When President Trump stepped on to the tarmac after Air Force One landed at Tyndall Air Force Base last week, he greeted with a handshake Apalachicola Mayor Van Johnson and a group of Panhandle mayors, Cong. Dunn, U.S. Sens. Rubio and Scott, Gov. DeSantis and his wife, and other officials.
Next, the president toured the base, he and his entourage in a limo, Johnson and the rest of the politicians on a bus in the convoy.
Lastly, it was time for a short briefing on Hurricane Michael from Air Force personnel, a chance for the politicians to talk amongst themselves, and then of course photos, with Mr. Trump, front and center, flipping a thumbs-up before heading off to a massively popular rally in Panama City Beach.

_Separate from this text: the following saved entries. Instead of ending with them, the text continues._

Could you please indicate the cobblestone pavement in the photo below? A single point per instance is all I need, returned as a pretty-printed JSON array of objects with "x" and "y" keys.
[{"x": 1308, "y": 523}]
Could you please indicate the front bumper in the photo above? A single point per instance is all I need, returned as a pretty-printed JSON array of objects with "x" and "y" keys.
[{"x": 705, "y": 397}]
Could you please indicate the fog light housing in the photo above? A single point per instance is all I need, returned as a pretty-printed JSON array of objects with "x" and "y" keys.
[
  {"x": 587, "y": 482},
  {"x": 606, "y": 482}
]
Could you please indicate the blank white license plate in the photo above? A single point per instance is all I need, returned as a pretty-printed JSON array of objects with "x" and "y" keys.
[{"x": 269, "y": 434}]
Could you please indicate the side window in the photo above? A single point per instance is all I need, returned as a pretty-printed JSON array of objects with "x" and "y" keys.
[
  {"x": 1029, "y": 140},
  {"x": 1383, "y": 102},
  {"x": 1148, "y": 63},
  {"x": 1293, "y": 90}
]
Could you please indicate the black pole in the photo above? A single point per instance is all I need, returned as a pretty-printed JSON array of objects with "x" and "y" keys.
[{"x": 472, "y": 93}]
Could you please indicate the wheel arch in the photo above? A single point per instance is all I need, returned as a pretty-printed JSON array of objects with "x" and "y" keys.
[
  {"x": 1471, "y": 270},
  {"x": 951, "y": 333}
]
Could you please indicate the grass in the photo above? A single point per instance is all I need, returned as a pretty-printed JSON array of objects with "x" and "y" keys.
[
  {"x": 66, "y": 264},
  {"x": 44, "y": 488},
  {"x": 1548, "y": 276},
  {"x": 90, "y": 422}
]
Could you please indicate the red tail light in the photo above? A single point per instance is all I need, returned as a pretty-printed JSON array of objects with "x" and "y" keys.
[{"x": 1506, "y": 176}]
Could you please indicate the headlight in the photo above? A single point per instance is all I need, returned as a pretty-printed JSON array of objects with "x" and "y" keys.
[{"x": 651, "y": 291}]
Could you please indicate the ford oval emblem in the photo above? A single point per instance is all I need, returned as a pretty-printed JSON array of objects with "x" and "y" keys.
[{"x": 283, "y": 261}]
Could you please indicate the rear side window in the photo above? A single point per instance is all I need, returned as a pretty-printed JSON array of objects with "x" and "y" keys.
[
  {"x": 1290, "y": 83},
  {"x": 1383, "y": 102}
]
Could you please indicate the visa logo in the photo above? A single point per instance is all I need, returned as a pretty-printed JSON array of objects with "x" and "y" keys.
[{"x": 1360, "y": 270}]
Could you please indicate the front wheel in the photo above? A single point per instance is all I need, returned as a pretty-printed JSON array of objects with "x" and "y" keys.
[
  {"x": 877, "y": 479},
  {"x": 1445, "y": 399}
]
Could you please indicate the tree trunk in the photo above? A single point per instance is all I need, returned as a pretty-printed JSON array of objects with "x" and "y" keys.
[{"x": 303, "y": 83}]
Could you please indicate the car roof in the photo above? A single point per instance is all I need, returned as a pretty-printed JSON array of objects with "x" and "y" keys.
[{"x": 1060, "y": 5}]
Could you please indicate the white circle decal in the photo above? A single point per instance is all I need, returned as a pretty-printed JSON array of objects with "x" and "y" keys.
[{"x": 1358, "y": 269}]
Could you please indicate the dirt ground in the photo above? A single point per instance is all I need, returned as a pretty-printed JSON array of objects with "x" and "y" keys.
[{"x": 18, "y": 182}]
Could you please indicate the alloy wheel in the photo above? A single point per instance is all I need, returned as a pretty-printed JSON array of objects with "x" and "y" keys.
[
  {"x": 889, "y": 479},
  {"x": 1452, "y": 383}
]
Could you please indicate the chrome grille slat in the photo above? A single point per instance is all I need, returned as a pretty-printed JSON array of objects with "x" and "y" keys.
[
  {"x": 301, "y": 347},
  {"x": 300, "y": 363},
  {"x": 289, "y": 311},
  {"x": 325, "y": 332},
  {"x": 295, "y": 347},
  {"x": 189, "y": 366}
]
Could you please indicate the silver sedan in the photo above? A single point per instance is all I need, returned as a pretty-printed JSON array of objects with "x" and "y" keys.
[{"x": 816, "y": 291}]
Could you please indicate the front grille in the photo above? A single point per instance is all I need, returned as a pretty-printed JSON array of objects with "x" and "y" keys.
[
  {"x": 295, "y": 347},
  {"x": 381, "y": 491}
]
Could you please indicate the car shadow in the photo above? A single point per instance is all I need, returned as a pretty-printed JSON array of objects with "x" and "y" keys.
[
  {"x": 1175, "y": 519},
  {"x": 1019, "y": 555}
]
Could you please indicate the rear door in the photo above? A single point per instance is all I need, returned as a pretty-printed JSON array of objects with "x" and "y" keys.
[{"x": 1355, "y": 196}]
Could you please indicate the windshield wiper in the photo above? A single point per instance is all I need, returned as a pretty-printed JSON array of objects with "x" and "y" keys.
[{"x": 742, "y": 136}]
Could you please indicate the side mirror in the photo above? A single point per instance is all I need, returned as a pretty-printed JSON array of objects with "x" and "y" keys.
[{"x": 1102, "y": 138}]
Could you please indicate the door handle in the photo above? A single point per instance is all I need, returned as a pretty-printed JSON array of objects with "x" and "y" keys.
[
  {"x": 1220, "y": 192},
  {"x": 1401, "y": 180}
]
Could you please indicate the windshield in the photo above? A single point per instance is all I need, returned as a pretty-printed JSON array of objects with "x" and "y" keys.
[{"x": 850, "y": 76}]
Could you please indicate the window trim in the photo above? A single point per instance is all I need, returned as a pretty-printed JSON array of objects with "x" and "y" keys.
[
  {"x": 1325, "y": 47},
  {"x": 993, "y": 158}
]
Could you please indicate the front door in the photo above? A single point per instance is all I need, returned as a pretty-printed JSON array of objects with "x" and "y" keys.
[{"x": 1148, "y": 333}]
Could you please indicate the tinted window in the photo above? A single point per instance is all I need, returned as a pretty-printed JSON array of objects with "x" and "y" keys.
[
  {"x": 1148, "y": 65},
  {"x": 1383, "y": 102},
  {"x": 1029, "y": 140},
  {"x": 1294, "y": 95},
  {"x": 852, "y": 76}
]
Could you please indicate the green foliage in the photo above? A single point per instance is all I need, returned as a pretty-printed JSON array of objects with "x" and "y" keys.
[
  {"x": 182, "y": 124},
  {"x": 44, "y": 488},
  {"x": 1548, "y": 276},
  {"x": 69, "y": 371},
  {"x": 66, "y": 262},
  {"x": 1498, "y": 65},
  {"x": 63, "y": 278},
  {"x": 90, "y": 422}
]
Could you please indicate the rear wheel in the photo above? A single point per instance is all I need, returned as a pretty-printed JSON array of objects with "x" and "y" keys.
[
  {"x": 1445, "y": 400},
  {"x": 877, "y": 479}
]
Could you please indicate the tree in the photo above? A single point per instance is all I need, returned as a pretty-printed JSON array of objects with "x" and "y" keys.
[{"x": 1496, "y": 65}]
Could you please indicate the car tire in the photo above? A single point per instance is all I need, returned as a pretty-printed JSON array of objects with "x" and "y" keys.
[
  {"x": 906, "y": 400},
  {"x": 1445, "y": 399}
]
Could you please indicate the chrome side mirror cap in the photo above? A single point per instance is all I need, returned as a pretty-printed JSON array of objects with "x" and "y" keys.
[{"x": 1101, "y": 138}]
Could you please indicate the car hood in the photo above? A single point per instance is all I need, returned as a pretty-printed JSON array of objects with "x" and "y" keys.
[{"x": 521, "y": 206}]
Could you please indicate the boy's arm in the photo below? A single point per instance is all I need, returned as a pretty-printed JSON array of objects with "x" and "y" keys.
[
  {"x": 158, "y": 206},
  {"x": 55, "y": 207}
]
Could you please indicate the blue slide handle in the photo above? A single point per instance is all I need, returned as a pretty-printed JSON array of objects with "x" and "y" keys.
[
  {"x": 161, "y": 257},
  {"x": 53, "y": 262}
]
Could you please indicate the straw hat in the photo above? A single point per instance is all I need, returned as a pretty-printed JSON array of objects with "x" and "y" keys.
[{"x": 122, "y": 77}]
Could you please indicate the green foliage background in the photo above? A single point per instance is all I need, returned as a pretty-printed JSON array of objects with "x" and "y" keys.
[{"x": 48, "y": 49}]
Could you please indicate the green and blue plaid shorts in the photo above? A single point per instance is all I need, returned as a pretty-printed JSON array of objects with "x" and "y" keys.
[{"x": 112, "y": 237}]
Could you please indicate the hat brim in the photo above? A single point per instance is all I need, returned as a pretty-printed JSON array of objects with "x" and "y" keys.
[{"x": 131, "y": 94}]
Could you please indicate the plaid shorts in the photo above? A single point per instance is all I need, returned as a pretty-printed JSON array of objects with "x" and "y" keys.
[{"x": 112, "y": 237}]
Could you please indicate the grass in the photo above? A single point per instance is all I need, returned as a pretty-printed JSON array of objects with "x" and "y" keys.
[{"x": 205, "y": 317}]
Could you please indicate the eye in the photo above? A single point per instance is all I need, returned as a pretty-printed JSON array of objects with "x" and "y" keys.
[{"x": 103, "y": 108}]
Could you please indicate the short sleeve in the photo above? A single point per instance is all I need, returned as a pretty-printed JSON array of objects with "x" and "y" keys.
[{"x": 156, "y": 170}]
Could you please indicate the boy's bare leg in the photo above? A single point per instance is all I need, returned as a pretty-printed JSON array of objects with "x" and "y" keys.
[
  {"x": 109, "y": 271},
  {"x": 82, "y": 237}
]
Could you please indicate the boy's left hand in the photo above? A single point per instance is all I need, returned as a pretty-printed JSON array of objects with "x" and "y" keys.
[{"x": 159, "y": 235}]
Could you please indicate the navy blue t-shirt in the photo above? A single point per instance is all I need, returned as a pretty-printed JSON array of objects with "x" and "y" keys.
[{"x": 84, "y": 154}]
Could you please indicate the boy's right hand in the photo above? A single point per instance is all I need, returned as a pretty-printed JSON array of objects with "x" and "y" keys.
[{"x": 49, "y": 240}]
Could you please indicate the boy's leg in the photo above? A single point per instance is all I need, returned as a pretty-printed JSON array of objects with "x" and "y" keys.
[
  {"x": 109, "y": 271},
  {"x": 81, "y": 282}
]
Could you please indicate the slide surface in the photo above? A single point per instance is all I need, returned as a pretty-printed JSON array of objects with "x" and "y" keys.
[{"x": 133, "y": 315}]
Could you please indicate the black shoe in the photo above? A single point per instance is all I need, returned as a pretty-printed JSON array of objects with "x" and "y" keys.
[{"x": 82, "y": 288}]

“I’m grateful to God and humbled by the opportunity presented today to lend the voice of my office to the cause of helping Northwest Florida communities impacted by Hurricane Michael receive much needed federal financial assistance,” Johnson wrote online, part of an internet presence he has expanded and polished over the last several years
“We had an opportunity to converse with a very engaged president concerning the needs of Northwest Florida,” he wrote.
Johnson, the son of civil rights pioneers in a small Panhandle town in the years before it became a magnet for retirees, has cultivated a non-partisan political persona in his dozen years as mayor, accommodating and supportive of Democrats and Republicans alike.
He also, like Trump, has a healthy chunk of detractors to go along with his robust set of supporters, although they probably didn’t talk about the tribulations of their offices.
“Who would have ever thought that an African-American boy, born and raised in a small obscure coastal community like Apalachicola,” he wrote, listing his many interactions with state and national leaders, “(would) meet with a sitting U.S. president, all while remaining humble before his God?
“God is indeed Good and with Him all things are possible,” Johnson wrote.
The mayor had just returned from a trip to Mississippi, paid for by Gulf Power and organized by Opportunity Florida, to see how recovery from Hurricane Katrina had gone there, and in a portion of Alabama where they visited.
He said he saw how they rebuilt a Chevron refinery, and shipbuilding yard in Pascagoula, Mississippi and said he is confident, once appropriations are forthcoming from the federal government, the Panhandle will be able to rebound from Hurricane Michael.
“The things we talked about, is how they got appropriations through, with the disaster bill after Katrina,” he said. “They were able to get grants through CDBG (Community Development Blocks Grants) and rebuild Mississippi.
“When I got the call from the White House, I thought ‘his is one of the reasons I’m in Mississippi,’ said Johnson.